METHODS FOR MEASURING LIPID
OXIDATION
Numerous analytical methods are routinely used for
measuring lipid oxidation in foods. However, there is no uniform and standard
method for detecting all oxidative changes in all food systems. Therefore, it
is necessary to select a proper and adequate method for a particular
application. The available methods to monitor lipid oxidation in foods can be
classified into five groups based on what they measure: the absorption of
oxygen, the loss of initial substrates, the formation of free radicals, and the
formation of primary and secondary oxidation products. A number of physical and
chemical tests, including instrumental analyses, have been employed in
laboratories and the industry for measurement of various lipid oxidation
parameters.
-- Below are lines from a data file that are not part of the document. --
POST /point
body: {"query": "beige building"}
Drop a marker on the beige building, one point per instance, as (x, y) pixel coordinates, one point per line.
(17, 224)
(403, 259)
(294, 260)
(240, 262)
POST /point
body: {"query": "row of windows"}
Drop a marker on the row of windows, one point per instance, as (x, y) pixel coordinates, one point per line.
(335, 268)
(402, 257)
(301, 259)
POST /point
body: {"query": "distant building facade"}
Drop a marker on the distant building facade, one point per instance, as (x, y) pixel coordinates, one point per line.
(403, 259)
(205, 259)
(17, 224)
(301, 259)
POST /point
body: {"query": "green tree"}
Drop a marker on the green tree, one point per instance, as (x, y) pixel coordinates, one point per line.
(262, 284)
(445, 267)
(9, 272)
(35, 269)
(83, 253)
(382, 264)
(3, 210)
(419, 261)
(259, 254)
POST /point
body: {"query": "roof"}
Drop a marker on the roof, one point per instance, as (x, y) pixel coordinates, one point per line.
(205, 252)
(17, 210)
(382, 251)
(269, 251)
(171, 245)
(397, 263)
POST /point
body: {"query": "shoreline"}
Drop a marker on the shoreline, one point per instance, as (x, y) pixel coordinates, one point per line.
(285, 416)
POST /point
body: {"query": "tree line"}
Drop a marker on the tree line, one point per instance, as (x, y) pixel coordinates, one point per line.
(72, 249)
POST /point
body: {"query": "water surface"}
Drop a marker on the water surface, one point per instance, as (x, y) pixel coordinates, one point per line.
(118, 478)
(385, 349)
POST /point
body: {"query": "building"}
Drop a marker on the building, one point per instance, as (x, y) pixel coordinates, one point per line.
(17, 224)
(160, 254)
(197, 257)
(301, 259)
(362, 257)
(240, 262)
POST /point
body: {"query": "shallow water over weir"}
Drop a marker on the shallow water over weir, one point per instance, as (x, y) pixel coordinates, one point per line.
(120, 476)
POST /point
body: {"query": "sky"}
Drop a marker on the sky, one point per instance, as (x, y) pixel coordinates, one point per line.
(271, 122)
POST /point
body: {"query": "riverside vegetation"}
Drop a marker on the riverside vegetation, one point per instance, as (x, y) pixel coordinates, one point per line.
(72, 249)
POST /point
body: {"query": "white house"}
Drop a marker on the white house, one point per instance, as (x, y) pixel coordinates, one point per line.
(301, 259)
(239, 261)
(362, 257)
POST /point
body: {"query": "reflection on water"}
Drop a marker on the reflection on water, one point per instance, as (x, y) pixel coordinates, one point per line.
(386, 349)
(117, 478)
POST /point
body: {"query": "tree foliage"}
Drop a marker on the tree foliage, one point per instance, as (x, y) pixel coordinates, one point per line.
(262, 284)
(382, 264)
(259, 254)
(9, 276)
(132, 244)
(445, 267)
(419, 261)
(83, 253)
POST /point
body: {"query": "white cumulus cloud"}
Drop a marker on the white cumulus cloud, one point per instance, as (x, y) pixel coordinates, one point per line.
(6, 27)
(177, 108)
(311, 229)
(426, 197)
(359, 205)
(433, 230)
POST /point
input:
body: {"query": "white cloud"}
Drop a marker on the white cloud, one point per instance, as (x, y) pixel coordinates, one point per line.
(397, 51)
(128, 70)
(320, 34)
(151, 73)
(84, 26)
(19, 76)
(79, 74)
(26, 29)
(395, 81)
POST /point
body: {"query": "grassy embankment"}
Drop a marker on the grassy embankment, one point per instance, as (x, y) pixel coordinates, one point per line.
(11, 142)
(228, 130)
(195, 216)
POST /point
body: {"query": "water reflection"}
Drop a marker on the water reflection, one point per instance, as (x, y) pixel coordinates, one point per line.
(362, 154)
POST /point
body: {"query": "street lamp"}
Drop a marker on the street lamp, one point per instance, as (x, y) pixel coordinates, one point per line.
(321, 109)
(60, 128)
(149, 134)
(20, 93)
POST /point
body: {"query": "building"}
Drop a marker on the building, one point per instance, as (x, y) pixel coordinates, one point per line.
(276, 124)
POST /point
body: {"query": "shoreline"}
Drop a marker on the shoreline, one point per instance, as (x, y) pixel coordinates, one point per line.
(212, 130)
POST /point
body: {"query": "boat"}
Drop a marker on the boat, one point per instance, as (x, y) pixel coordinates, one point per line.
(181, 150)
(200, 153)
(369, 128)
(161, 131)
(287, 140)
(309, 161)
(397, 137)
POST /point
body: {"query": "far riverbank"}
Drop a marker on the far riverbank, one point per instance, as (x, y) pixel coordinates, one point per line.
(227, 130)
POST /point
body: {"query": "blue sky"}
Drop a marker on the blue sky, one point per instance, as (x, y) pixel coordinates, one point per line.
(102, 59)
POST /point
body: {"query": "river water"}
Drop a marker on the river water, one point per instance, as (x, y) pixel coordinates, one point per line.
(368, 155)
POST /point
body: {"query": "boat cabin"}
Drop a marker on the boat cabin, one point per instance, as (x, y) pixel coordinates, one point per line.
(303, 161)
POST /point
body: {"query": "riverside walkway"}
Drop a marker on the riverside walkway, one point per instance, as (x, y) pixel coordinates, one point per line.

These include the weight-gain and headspace oxygen uptake method
for oxygen absorption; chromatographic analysis for changes in reactants; iodometric
titration, ferric ion complexes, and Fourier transform infrared (FTIR) method
for peroxide value; spectrometry for conjugated dienes and trienes,
2-thiobarbituric acid (TBA) value, p-anisidine value (p-AnV), and carbonyl
value; Rancimat and Oxidative Stability Instrument (OSI) method for oil
stability index; and electron spin resonance (ESR) spectrometric assay for
free-radical type and concentration. Other techniques based on different
principles, such as differential scanning calorimetry (DSC) and nuclear
magnetic resonance (NMR), have also been used for measuring lipid oxidation. In
addition, sensory tests provide subjective or objective evaluation of oxidative
deterioration, depending on certain details.